Ran through the same steps without a validation set and things improved. I moved up in the competition somewhere in the 40’s.

So I thought, “Will more complex resent models improve without a validation dataset if I follow the steps above?”

So I ran through the same process with resnext50, and my ranking improved. Ran through it one more time using resnext101, and it put me at 14th place.

def get_data(sz, bs):
    tfms = tfms_from_model(arch, sz, aug_tfms=transforms_side_on, max_zoom=1.1)
    data = ImageClassifierData.from_csv(path=PATH,
                                        suffix = '.jpg')
    return data if sz > 300 else return data.resize(340, 'tmp')

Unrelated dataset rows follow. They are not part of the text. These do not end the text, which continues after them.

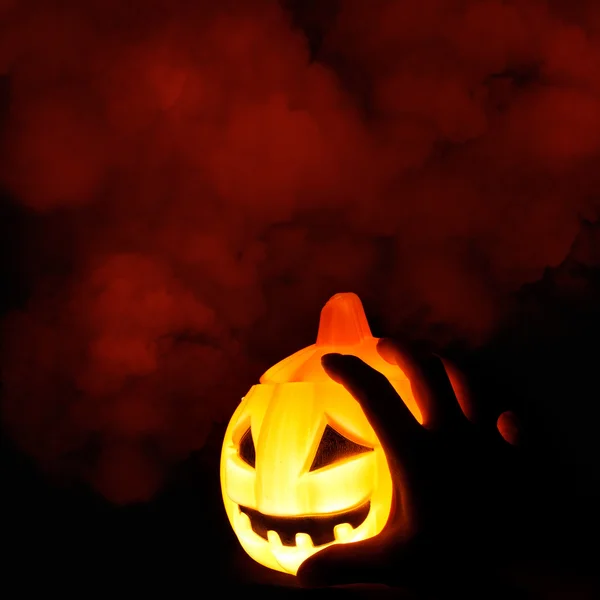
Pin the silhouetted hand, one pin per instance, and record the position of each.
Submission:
(455, 515)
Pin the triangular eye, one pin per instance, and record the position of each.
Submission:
(247, 450)
(333, 447)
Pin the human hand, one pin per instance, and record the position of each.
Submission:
(456, 510)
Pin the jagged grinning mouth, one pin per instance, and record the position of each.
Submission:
(319, 527)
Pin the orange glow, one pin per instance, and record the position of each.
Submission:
(301, 467)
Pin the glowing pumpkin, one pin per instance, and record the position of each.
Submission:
(301, 467)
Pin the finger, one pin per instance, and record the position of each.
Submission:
(392, 421)
(430, 383)
(509, 428)
(359, 562)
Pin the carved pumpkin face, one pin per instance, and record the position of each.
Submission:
(301, 467)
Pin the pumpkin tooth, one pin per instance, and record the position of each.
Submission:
(304, 541)
(343, 532)
(274, 538)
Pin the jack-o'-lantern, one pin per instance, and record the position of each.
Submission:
(301, 467)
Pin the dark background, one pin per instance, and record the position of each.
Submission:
(88, 497)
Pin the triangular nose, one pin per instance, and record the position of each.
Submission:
(343, 322)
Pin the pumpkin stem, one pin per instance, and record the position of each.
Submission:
(343, 322)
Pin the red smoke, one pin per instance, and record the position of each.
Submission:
(198, 187)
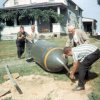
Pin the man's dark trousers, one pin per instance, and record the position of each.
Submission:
(20, 47)
(85, 64)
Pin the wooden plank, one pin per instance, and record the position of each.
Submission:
(14, 75)
(3, 92)
(13, 81)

data_500 = get_data(size=500, bs)

data_224 = get_data(size=224, bs)
data_299 = get_data(size=299, bs)

Actually, the data.resize code() is still a bit not clear to me. The logic says:

  • That if the image size is > 300, then resize accoring to tfms and nothing else, which means I get 500x500 images/generator back? That means data_500 contains 500x500 images
  • However, if the image size is <=300, then tfms first resizes them to 224 or 299 and THEN again resize them 340x340 and store the resized pics in ‘340/tmp’ folder? So essentially data_224 and data_299 both have the same content since they are both getting resized to 340 in the end?

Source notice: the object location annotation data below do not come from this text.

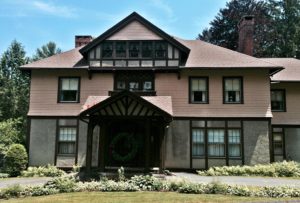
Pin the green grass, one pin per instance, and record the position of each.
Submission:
(144, 197)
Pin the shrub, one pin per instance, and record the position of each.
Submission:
(11, 191)
(4, 175)
(16, 159)
(62, 184)
(145, 182)
(43, 171)
(278, 169)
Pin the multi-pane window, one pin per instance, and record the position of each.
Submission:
(68, 90)
(147, 48)
(160, 50)
(107, 50)
(234, 143)
(278, 142)
(134, 49)
(216, 142)
(198, 90)
(134, 81)
(198, 142)
(233, 92)
(121, 49)
(278, 100)
(67, 140)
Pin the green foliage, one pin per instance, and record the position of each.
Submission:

Clearly I am not understanding this correctly.


I haven’t tested this, but since you aren’t doing a resize, you’ll just be using the images in training and test folders

If < 300, the framework is going to create a bunch of 340x340 images under /tmp/340, and then USE those images to create the 224 and 299 images for training. The idea is to save computation time by having a big enough set of images to handle most all desired sizes you want to train on.


So you are using resnext101 by itself and getting to 14th or are you combing all of these into one ensemble?

No ensembling. It’s pretty amazing.

Yikes I have been ensembling like crazy and I’m in 22nd place currently. I might need to go back to the drawing board.

Yep, thats pretty amazing. Can you please share what steps worked for you?

Going to document everything in a medium post tomorrow and will reply back here when its up.

Btw @sermakarevich , really enjoyed your posts on using K-Fold validation with this competition! It’s nice to be placing up there with you and the other fastai students doing the comp :slight_smile:


I dont get your score with a single model, so maybe cv works not that well :wink: Thanks for intend to share. Can you please add my @ so I wont miss your post?

1 Like

Do you mean that when you switched to other architectures you just directly trained with the whole dataset (following your initial process learned from the first architecture)?

How are you ensembling?

Are you averaging model weights to create a super model? Or are you averaging predictions against an identicially trained model that uses different training and validation data sets (e.g., like k-fold cv)?


1 Like

I am averaging predictions currently.